France’s burqa ban wrong

France’s proposal to ban the burqa is not the right way to get Muslim women to stop wearing the full Islamic veil, Muslim scholar Tariq Ramadan said.

‘The French...are responding to the burqa, the niqab by restricting freedom and I think that’s not going to work,’ Ramadan said during one of his first visits to the United States since a travel ban imposed on him by the administration of President George W Bush was lifted. The travel ban, which US authorities eventually pinned to Ramadan having donated money to a Swiss charity that helps Palestinians, was lifted earlier this year.

‘We have to be very cautious not to translate every sensitive issue into a legal issue,’ said the professor of Islamic studies at Oxford University.

‘Don’t go that direction, speak more about education, psychology, changing mentality. It takes time but...for me, we can do the job as Muslims by saying the burqa and niqab are not Islamic prescriptions,’ he said.
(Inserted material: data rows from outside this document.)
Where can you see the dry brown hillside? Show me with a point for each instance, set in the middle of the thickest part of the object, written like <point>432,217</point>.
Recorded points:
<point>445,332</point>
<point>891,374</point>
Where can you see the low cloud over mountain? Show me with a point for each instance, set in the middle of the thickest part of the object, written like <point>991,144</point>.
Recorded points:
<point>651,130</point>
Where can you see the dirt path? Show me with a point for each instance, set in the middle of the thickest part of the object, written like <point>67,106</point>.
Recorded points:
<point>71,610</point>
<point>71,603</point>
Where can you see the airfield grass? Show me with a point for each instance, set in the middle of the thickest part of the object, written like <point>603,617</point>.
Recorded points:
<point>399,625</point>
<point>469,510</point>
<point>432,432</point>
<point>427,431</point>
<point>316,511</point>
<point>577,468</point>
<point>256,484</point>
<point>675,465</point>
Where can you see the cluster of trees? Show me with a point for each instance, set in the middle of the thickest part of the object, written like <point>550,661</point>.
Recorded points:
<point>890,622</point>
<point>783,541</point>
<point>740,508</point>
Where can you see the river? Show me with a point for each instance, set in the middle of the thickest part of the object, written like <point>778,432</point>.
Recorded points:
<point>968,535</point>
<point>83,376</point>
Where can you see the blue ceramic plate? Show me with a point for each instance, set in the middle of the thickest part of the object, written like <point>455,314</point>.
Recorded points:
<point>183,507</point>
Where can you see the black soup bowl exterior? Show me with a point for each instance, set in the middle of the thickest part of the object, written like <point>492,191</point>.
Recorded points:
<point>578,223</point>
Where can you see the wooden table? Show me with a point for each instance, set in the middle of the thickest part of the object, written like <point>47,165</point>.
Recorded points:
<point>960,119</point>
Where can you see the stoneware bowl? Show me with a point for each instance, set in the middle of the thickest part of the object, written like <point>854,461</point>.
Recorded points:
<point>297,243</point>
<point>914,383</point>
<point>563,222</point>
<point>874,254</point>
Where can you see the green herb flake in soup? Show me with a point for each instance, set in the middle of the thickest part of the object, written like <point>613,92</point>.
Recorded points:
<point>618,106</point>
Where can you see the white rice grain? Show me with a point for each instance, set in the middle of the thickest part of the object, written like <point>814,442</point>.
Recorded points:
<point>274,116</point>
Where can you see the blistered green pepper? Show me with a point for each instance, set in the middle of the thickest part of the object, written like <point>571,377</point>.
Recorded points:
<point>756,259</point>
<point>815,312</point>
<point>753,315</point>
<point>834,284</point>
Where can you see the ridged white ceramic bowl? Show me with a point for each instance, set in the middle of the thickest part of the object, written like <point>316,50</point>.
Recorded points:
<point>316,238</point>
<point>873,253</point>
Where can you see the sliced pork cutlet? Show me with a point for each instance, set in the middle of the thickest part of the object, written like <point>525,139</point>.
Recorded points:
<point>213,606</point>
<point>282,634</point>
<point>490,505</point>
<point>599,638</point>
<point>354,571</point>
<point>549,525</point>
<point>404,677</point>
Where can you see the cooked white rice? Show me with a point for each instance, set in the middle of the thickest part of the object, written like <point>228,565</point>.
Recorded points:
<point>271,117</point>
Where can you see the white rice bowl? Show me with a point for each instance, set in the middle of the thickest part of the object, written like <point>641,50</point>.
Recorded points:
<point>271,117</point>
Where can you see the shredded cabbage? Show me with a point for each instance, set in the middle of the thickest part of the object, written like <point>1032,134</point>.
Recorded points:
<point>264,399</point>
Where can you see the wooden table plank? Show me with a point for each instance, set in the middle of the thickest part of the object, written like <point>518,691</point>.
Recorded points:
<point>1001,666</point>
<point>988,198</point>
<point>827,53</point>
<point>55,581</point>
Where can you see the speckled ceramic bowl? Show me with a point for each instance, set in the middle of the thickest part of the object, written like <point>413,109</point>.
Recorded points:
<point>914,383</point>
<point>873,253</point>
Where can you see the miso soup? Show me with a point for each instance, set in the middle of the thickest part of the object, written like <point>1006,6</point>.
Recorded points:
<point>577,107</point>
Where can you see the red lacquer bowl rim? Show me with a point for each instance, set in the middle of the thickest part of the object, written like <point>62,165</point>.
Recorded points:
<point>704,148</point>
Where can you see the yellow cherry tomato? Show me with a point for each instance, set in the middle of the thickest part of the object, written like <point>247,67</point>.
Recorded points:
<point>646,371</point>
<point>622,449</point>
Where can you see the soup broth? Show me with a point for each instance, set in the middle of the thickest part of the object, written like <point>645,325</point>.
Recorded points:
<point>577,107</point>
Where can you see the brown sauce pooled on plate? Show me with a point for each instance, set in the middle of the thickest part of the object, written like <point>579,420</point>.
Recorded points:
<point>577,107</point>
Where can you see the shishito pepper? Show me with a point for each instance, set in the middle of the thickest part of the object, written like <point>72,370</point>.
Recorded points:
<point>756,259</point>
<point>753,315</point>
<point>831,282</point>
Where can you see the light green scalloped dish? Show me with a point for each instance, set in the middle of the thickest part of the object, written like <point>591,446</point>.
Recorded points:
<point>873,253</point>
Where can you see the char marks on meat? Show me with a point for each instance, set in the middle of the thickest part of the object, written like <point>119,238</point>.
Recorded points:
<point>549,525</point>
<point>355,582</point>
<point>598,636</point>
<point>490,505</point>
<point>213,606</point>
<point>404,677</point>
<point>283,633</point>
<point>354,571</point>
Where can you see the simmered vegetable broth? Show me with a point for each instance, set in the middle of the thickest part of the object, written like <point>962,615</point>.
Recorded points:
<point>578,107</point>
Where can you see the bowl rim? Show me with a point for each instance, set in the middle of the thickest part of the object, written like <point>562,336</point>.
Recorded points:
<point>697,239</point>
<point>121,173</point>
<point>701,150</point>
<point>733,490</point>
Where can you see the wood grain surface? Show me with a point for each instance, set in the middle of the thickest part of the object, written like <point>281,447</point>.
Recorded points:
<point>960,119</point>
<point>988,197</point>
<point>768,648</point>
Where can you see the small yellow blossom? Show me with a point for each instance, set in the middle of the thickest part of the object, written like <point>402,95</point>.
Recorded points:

President Nicolas Sarkozy has declared the burqa not welcome in France, calling it an affront to French values that denigrates women. France’s National Assembly will begin debate in early July on a bill banning Muslim women from wearing the full Islamic veil, Prime Minister Francois Fillon told lawmakers in France earlier Tuesday.

A final draft of the legislation outlawing the face-covering veil from all public spaces as well as state institutions is to be approved by the cabinet on May 19, said aides to Fillon.